#1 Designing for user’s behaviour
When Nike’s innovation team designs for users’ behaviour. Nike GO FlyEase, bi-stable hinge and midsole tensioner allowing hands-free entry. Human-centred and designing for accessibility.
#2 Submission to the Market
It was launched with a defined well-thought user experience. Notifications were limited to 6 contacts and social media channels couldn’t be linked to the watch. Soon enough, updates involved connecting unlimited contacts along with all social media channels. This didn’t only change the product vision and value, but also turned part of the product design and interface obsolete.
#3 Architecture meets user experience design.
When Architecture meets user experience design. The Laguna Garzon bridge in Uruguay is designed in a circular shape forcing drivers to slow down and allowing pedestrians to enjoy the panoramic views.
#4 Facebook’s context‑aware rollout
This is not an A/B testing. While in the United States and Europe the focal point of the latest version of Facebook is the marketplace, in some countries the focus remains on groups and videos. No, this is not context-aware in terms of value and culture and what the users need, but rather a technical restriction not allowing the planned rollout (marketplace not functioning in countries where online payment is not available).
#5 One loose screw
The obsolescence of a product often starts with the failure of one of its components. This makes out of the perfectly-functioning remaining ones, dysfunctional. The same with processes; one loose screw and the whole product wobbles. The Corona Warning app is a great example. Following the quarantine period, the app is stuck with the “thank you” screen instead of turning back to the exposure logging.
#6 Stories are everywhere!
Taking a look at the ‘stories’ in social media channels and how they’re everywhere today! Are new features being released as a submission to the market or are they bringing more value to the experience?
Does it fit the context and lead to valuable behavioural change or we, the users, just adapt to it since ‘now it’s there’?
#7 Designing addictive features
About designing user-centric yet addictive features. Loren Brichter designed the pull-to-refresh interaction, first used to update Twitter feeds. He didn’t know his creation will become the most addictive design feature in modern technology.
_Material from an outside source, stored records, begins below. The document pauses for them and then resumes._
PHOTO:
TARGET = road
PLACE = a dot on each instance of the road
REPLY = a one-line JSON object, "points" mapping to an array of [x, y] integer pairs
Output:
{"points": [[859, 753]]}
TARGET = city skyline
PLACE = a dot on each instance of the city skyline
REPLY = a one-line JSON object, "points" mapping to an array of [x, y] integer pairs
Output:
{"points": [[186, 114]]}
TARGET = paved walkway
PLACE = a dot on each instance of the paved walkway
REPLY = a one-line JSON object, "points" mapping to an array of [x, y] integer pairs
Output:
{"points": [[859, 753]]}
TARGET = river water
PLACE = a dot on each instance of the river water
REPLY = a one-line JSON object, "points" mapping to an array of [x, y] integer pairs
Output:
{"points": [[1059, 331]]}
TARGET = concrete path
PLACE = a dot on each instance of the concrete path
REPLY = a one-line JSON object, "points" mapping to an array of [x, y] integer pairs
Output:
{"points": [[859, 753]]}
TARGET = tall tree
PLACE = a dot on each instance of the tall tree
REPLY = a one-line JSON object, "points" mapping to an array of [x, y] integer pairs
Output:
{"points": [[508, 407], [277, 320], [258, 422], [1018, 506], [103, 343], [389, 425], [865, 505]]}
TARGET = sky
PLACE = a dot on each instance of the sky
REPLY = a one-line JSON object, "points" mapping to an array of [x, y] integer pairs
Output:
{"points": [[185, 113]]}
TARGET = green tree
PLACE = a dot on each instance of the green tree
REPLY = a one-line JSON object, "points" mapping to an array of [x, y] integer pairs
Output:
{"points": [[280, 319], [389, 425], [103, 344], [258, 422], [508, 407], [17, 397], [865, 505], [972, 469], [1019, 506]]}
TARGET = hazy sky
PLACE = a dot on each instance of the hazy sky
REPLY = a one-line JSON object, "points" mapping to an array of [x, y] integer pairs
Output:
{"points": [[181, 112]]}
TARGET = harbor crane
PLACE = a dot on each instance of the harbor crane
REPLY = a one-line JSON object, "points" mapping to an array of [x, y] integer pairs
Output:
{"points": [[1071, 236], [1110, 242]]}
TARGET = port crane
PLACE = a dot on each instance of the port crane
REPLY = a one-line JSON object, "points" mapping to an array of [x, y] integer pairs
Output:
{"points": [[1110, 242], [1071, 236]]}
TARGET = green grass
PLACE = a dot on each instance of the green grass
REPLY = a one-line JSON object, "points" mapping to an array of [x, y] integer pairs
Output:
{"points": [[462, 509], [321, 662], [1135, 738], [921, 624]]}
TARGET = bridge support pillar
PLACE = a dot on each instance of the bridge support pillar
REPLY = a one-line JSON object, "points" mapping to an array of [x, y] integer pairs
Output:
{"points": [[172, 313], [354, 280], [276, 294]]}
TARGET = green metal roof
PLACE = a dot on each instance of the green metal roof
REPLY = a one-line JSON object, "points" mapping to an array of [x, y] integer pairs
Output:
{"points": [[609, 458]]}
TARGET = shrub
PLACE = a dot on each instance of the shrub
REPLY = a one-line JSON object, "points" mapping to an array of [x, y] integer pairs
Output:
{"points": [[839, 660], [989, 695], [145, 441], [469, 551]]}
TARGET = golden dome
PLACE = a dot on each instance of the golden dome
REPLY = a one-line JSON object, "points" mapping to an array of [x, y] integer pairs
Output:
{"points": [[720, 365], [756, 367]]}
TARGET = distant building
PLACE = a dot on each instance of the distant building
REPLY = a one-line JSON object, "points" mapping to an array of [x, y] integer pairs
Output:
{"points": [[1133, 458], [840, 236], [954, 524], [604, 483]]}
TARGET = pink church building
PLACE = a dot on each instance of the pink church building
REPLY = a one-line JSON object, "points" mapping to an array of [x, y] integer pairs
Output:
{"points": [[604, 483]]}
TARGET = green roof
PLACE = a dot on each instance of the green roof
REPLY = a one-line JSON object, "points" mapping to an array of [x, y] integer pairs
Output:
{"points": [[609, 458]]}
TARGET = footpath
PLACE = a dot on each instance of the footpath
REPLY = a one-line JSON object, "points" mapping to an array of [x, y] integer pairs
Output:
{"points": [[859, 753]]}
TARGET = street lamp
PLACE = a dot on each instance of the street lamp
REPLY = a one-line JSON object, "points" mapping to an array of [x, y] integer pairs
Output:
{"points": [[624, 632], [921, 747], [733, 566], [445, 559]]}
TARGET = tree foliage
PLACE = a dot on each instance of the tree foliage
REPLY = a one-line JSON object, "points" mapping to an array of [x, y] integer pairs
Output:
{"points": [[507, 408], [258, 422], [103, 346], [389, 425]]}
#8 Architectural Engineering
Learning from architectural engineering. Veluwemeer Aqueduct is a 3-meter deep and 25-meter long navigable aqueduct in Harderwijk, Netherlands. A stunningly designed piece of architectural engineering allowing regular road traffic and boats to pass overhead.
#9 Humour & UX
Humour in favour of a delighted user experience design. The “Gorillas fave” is a highlight section in the Gorillas App, a groceries app delivering within 10 minutes. The branding of the app revolves around the gorilla. The ‘Gorillas fave’ is an extra section listing Gorillas’ favourite breakfast, lunch, snack and dinner: Banana. A Bio banana that can be added directly to your cart.
#10 Anticipating User’s behaviour
Purposely anticipating user’s behaviour. It’s not about entertaining easter-eggs. Anticipating user’s behaviour and infusing purpose into this anticipation, add value to the experience and to the brand. This doesn’t impact only the conversion rate but also the brand perception. Once the user ‘copies’ the product name, a tooltip comes on view “the clever client compares. And buys at the end at Saturn.”